Çevre ve yaşam alanlarını rant kapısı haline getiren sermaye devleti, bu konuda hiçbir ölçü ve kural tanımıyor. İnsan yaşamını altüst edecek “çılgın” projelere imza atıyor, yasal düzenlemeler yaparak talanın önündeki engelleri bir bir kaldırıyor, sermayenin ihtiyaç duyduğu kaynakları yaratıyor.
İstanbul'da inşa edilen Real Merter projesinin hiçbir risk söz konusu olmamasına rağmen kentsel dönüşüm kapsamına alınması ve proje sahibi inşaat tekellerinin bu yolla milyonlarca liralık vergilerden muaf tutulması, bu gerçeği bir kez daha gözler önüne serdi. Proje sahibi firmalar ise (Oliv Yapı ve ortağı Vizyon Yapı) AKP Zeytinburnu İlçe eski Başkanı Ahmet Dokumacı'ya ait.

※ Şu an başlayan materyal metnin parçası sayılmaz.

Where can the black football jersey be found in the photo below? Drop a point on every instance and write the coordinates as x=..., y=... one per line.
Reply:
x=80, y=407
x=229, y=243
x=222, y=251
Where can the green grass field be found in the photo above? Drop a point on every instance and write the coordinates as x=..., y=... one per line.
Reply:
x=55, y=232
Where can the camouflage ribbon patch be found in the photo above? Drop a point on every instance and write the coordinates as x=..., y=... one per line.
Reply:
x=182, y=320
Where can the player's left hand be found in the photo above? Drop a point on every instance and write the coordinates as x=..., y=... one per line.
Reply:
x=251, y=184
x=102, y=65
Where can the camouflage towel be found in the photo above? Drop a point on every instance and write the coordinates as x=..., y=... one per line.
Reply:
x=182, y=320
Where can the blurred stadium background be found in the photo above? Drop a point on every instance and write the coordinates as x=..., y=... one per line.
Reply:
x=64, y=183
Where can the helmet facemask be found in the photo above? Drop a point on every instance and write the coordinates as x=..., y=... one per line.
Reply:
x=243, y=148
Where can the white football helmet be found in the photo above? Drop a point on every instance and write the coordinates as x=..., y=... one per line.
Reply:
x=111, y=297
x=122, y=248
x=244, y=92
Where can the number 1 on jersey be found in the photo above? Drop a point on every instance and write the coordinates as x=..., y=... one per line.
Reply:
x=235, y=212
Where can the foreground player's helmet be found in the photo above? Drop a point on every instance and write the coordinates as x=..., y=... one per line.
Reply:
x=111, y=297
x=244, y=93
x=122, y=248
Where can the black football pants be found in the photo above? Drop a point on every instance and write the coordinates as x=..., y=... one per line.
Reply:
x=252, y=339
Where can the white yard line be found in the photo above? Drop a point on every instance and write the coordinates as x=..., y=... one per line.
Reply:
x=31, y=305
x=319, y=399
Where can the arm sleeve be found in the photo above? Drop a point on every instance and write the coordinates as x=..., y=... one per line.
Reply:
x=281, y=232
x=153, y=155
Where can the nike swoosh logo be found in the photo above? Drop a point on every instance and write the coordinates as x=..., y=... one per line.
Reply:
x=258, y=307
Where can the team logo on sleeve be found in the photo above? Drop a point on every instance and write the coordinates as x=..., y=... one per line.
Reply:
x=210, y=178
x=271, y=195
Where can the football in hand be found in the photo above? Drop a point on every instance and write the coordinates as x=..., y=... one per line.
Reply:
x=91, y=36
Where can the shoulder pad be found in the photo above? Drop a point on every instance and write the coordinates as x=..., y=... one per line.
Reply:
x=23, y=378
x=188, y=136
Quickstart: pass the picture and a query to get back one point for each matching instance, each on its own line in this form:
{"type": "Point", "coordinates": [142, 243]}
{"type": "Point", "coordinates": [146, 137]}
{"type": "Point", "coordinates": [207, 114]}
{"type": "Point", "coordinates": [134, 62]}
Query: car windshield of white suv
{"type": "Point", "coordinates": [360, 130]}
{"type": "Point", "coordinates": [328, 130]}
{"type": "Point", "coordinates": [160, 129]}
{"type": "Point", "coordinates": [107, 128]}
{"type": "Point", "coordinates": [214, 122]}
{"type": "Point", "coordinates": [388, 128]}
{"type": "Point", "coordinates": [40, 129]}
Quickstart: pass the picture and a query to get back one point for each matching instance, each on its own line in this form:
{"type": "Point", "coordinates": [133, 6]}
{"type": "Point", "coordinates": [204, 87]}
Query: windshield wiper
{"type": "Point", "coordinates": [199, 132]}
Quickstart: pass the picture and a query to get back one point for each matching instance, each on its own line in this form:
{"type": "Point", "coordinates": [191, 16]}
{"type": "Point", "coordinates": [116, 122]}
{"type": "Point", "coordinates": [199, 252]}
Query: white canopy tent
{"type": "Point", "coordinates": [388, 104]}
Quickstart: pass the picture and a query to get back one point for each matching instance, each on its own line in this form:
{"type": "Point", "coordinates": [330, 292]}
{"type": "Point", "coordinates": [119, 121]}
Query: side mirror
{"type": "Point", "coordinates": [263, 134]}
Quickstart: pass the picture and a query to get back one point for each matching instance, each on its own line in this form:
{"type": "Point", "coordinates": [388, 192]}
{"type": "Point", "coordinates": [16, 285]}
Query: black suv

Söz konusu firmalar şu anda arazi üzerinde 3 blokta 244 konut ve 155 mağazanın yer aldığı Real Merter adlı projeyi inşa ediyor. 130 milyon yatırım değerine sahip ve 300 milyon lira gelir elde edilmesi beklenen Real Merter'de, rantsal dönüşümün sağladığı yüzde 1 KDV avantajıyla satılan gayrimenkuller “Çok kâr edeceksiniz” sloganıyla pazarlanıyor.
Riskli binaların yıkılıp yerine yenilerinin yapılmasını kolaylaştırmak üzere 2012'de çıkarılan kentsel dönüşüm yasası, yeni bir ‘kâr' alanı yarattı. Başta İstanbul olmak üzere büyük şehirlerde, kentsel dönüşümün deprem riski taşıyan alanlarda değil, rantı bol bölgelerde hızla ilerlemesi bunun en dolaysız kanıtı.
Rantsal dönüşüm projesi ile, bir yapının riskli olduğunu tespit ettirip dönüşüm kapsamına sokan müteahhitler, noter harcı, tapu kadastro harcı, belediyelerce alınan harçlar, damga vergisi, veraset ve intikal vergisi, banka ve sigorta muameleleri vergisinden muaf tutuluyor.